Además, invertir en artistas vivos y en obras contemporáneas ayuda a las empresas no solo a diversificar su base de activos, sino también a convertirse en participantes activos dentro del mundo del arte, apoyando carreras, promoviendo la cultura y fortaleciendo su identidad corporativa en un entorno global cada vez más competitivo.
EL COLECCIONISMO CORPORATIVO COMO VENTAJA ESTRATÉGICA
Varias empresas líderes han demostrado el impacto de este enfoque. Por ejemplo, Deutsche Bank ha construido una de las mayores colecciones corporativas de arte contemporáneo del mundo, con decenas de miles de obras exhibidas en sus oficinas a nivel global. Estas piezas, muchas de artistas emergentes y de media carrera, transforman los espacios de trabajo, estimulan el pensamiento creativo y reflejan un compromiso con la participación cultural.
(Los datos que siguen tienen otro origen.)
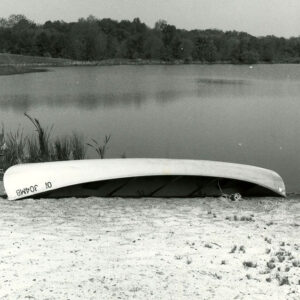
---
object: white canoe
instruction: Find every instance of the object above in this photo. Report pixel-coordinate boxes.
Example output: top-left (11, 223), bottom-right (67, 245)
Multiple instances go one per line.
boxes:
top-left (3, 158), bottom-right (285, 200)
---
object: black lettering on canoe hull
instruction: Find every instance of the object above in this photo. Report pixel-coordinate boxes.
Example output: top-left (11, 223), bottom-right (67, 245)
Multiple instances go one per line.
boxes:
top-left (16, 184), bottom-right (38, 197)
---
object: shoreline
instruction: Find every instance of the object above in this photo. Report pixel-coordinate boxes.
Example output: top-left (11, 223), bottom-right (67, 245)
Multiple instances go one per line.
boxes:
top-left (0, 58), bottom-right (299, 76)
top-left (0, 193), bottom-right (300, 300)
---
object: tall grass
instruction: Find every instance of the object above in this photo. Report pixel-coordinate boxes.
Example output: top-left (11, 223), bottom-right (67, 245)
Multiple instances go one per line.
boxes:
top-left (24, 113), bottom-right (53, 161)
top-left (0, 113), bottom-right (111, 171)
top-left (52, 137), bottom-right (72, 160)
top-left (87, 134), bottom-right (111, 159)
top-left (70, 132), bottom-right (86, 160)
top-left (3, 128), bottom-right (27, 169)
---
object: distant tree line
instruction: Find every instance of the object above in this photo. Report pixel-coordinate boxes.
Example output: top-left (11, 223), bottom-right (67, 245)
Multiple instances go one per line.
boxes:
top-left (0, 15), bottom-right (300, 64)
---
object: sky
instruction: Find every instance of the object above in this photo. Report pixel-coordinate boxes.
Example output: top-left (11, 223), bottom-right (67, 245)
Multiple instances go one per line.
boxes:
top-left (0, 0), bottom-right (300, 37)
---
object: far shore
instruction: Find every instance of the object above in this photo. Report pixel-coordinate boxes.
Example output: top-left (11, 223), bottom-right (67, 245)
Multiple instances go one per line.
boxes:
top-left (0, 56), bottom-right (298, 76)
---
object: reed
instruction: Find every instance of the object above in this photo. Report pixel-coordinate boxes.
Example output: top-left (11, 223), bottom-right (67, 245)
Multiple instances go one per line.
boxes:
top-left (87, 134), bottom-right (111, 159)
top-left (24, 113), bottom-right (53, 161)
top-left (3, 128), bottom-right (27, 169)
top-left (27, 136), bottom-right (41, 163)
top-left (70, 132), bottom-right (86, 160)
top-left (0, 113), bottom-right (112, 173)
top-left (51, 137), bottom-right (72, 160)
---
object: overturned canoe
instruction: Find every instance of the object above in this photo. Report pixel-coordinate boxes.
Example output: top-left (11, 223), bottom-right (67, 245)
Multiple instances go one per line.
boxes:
top-left (3, 158), bottom-right (285, 200)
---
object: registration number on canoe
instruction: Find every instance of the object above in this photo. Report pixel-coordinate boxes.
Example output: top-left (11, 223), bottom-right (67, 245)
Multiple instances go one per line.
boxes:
top-left (16, 181), bottom-right (52, 197)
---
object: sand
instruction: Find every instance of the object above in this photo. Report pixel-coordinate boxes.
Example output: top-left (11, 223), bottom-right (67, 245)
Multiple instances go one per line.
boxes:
top-left (0, 182), bottom-right (300, 299)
De manera similar, UBS ha desarrollado una importante colección de arte contemporáneo que incluye obras de artistas influyentes, junto con programas que acercan el arte a públicos más amplios. Al integrar el arte contemporáneo en la vida corporativa —desde oficinas hasta espacios para clientes—, estas compañías fortalecen su marca, enriquecen su cultura interna y transmiten un compromiso con el valor creativo.
Otras corporaciones de distintos sectores han seguido este camino, utilizando las colecciones de arte contemporáneo no solo como activos estéticos, sino como capital cultural que genera impacto tanto interno como externo.
CONECTAR CON ARTISTAS QUE “HABLAN” TU MISMO LENGUAJE
Invertir en artistas que se alinean con tu empresa, ya sea por valores compartidos, identidad regional o relevancia cultural; puede amplificar enormemente el impacto de una colección. Esta alineación hace mucho más que embellecer espacios: construye puentes auténticos entre la organización y sus comunidades, tanto internas como externas. En un mundo donde la autenticidad importa más que nunca, estas relaciones con artistas contemporáneos pueden comunicar de forma profunda y significativa, a menudo con mayor eficacia que el marketing tradicional.
FORMAR PARTE DEL MUNDO DEL ARTE
Más allá del valor estético o financiero, construir una colección de arte contemporáneo significa integrarse en el ecosistema artístico. No se trata solo de exhibir obras, sino de participar en diálogos con artistas, curadores, instituciones culturales y públicos diversos. Esta implicación amplía redes, abre oportunidades de colaboración y posiciona a la empresa como mecenas del arte contemporáneo.